Thursday, March 27, 2008

Terminator X Packs a JAM

From the Department of Wrong Horses Backed:

Iraq’s Prime Minister was staring into the abyss today after his operation to crush militia strongholds in Basra stalled, members of his own security forces defected and district after district of his own capital fell to Shia militia gunmen.

With the threat of a civil war looming in the south, Nouri al-Maliki’s police chief in Basra narrowly escaped assassination in the crucial port city, while in Baghdad, the spokesman for the Iraqi side of the US military surge was kidnapped by gunmen and his house burnt to the ground.

Saboteurs also blew up one of Iraq's two main oil pipelines from Basra, cutting at least a third of the exports from the city which provides 80 per cent of government revenue, a clear sign that the militias — who siphon significant sums off the oil smuggling trade — would not stop at mere insurrection.

The most secure area of the capital, Karrada, was placed under curfew amid fears the Mahdi Army of Hojetoleslam Moqtada al-Sadr could launch an assault on the residence of Abdelaziz al-Hakim, the head of a powerful rival Shia governing party [ed note: that would be ISCI].

While the Mahdi Army has not officially renounced its six-month ceasefire, which has been a key component in the recent security gains, on the ground its fighters were chasing police and soldiers from their positions across Baghdad.

Rockets from Sadr City slammed into the governmental Green Zone compound in the city centre, killing one person and wounding several more. [...]

In Baghdad, the Mahdi Army took over neighbourhood after neighbourhood, some amid heavy fighting, others without firing a shot.

In New Baghdad, militiamen simply ordered the police to leave their checkpoints: the officers complied en masse and the guerrillas stepped out of the shadows to take over their checkpoints. [...]

One witness saw Iraqi Shia policemen rip off their uniform shirts and run for shelter with local Sunni neighbourhood patrols, most of them made up of former insurgents wooed by the US military into fighting al-Qaeda.

Badger has more on the situation in Basra:

The problem facing the government in its battle for control of Basra, which it has said will be "decisive", is that a large number of people in the army and the police are not carrying out orders to fight.
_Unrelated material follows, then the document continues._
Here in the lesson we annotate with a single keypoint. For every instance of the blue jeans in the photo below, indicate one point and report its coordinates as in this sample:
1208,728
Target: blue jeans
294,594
Instead they are planning to return home, given their lack of desire to get into this fight.

Several notables in the governate have told AlQabas that the government forces, having entered into what amounts to street-fighting for Basra neighborhoods, will lose this fight unless these local forces are reinforced by large additional forces from elsewhere, because their opponents in the Mahdi Army and other organizations have appropriate weapons in sufficient quantity, and have experience in urban fighting. The lack of fighting spirit on the government side is owing to a lot of causes, among them the existence of tribal links between the army and police on the one side, and the armed militias on the other.
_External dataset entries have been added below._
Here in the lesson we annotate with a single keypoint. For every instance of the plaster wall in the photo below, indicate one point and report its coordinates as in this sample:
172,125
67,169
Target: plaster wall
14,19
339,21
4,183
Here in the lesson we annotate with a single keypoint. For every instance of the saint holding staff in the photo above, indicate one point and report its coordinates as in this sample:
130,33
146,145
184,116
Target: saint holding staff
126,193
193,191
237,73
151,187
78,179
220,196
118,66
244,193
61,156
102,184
Also, the provincial council and the governor have come to an almost unified position of opposition to this [central government] operation, because they feel that the Prime Minister infringed on their jurisdiction as an elected local council. [In particular] they think the Prime Minister's meeting with the heads of the army and the police in the governate, without involving them, was a derogation of their status and an infringement on their legal authority.

The power of motivation should not be underestimated. It's a force multiplier. Speaking of picking which horse to back, Reidar Visser takes note of the direction of the wind:

After a long silence on the Basra operations, the parliamentary bloc of the Fadila party has within the past hours released a statement criticising the impact on civilian life in Basra and asking for an end to the operations “as soon as possible”. This is not quite as hostile as the reactions by the Sadrists, but it underscores internal Shiite divisions regarding control of Basra and shows how little room for manoeuvre Nuri al-Maliki really has.

The caveat, and it's a sizable one, is that these reports are preliminary, the information is thus not reliable in its entirey and much can change in a short period of time. Still, it's starting to look like Nouri and the boys bit off a bit more than they could chew.